Il governo centrale della Cina ha promesso la scorsa settimana di reprimere l'estrazione e il commercio di bitcoin, mentre questa settimana la Mongolia Interna, anche un importante centro di estrazione, ha proposto misure per sradicare il business. Tali misure stanno accelerando uno spostamento delle attività minerarie in Nord America e in Asia centrale.

Un funzionario del Sichuan Energy Regulatory Office della National Energy Administration ha detto a Reuters che il Sichuan non è l'unica provincia a raccogliere informazioni sul cryptomining.

Ma il funzionario, che non è autorizzato a parlare con i media, ha rifiutato di dire se il Sichuan avrebbe annunciato misure per reprimere la pratica dopo l'incontro con le aziende elettriche. I media cinesi hanno riferito in precedenza che il Sichuan avrebbe tenuto un seminario sul cryptomining il 2 giugno.

Bitcoin e altre criptovalute sono create o "minate" da computer ad alta potenza che competono per risolvere complessi puzzle matematici in un processo ad alta intensità energetica che spesso si basa sui combustibili fossili, in particolare il carbone.

La criptovaluta è un grande business in Cina, che rappresenta oltre la metà della fornitura globale di criptovaluta.
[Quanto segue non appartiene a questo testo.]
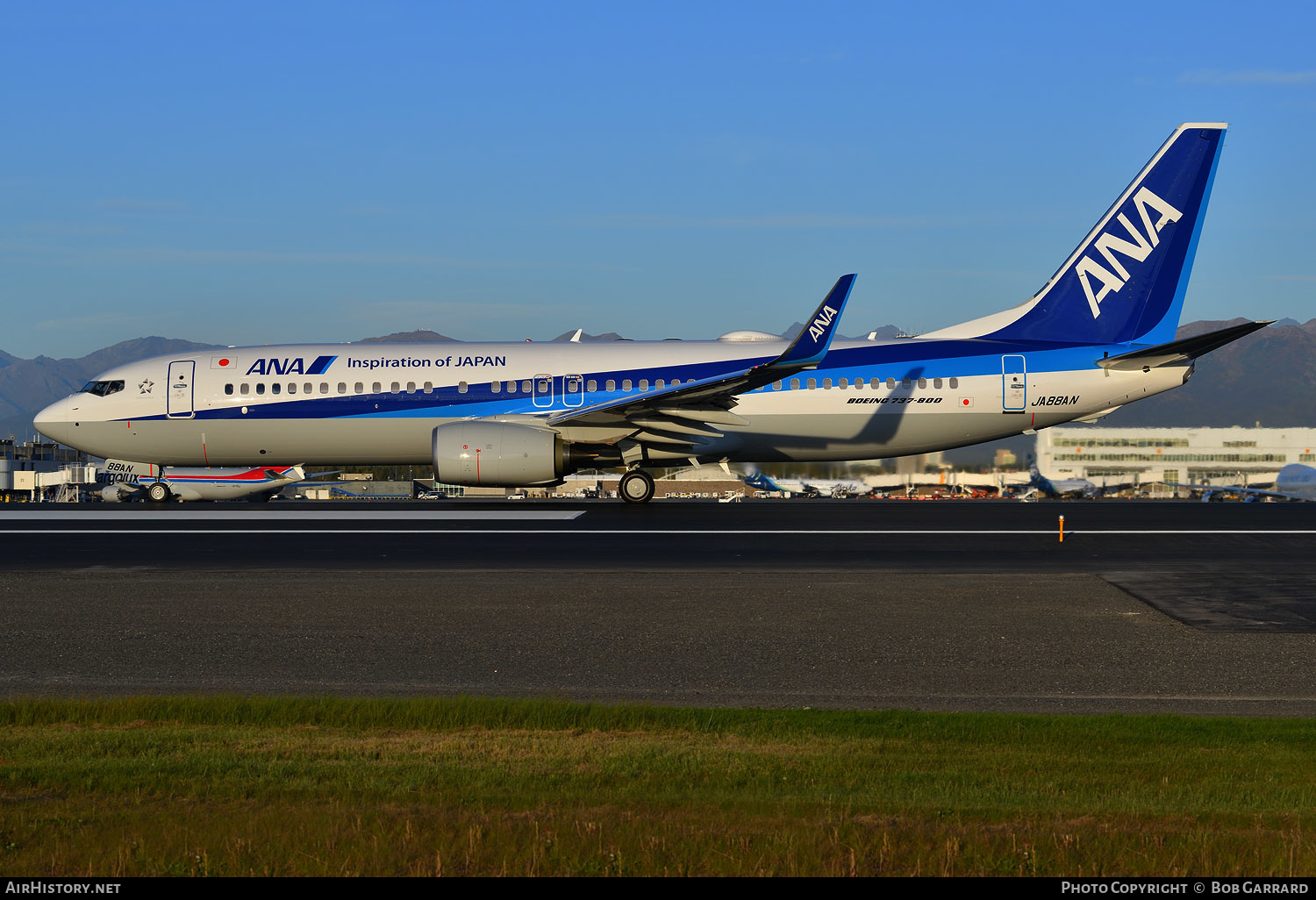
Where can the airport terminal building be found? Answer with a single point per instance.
(1186, 455)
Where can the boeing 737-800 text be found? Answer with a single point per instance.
(1100, 333)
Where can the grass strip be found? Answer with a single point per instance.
(315, 786)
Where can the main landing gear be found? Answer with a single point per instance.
(636, 486)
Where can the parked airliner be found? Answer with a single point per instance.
(1099, 333)
(123, 482)
(1294, 482)
(810, 489)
Ma il business affamato di energia potrebbe ostacolare la Cina nel soddisfare gli obiettivi di neutralità del carbonio, secondo alcuni analisti.

Il consumo annuale di energia dell'industria cinese dei bitcoin dovrebbe raggiungere il picco nel 2024 a circa 297 terawatt-ora, superando il livello di consumo totale di energia dell'Italia e dell'Arabia Saudita nel 2016, secondo uno studio recentemente pubblicato sulla rivista scientifica Nature Communications.

Il Sichuan, ricco di risorse idroelettriche, è la seconda provincia cinese per l'estrazione di bitcoin dopo lo Xinjiang, contribuendo a quasi il 10% dell'hashrate cinese, o potenza di calcolo, in aprile, secondo i dati compilati dall'Università di Cambridge.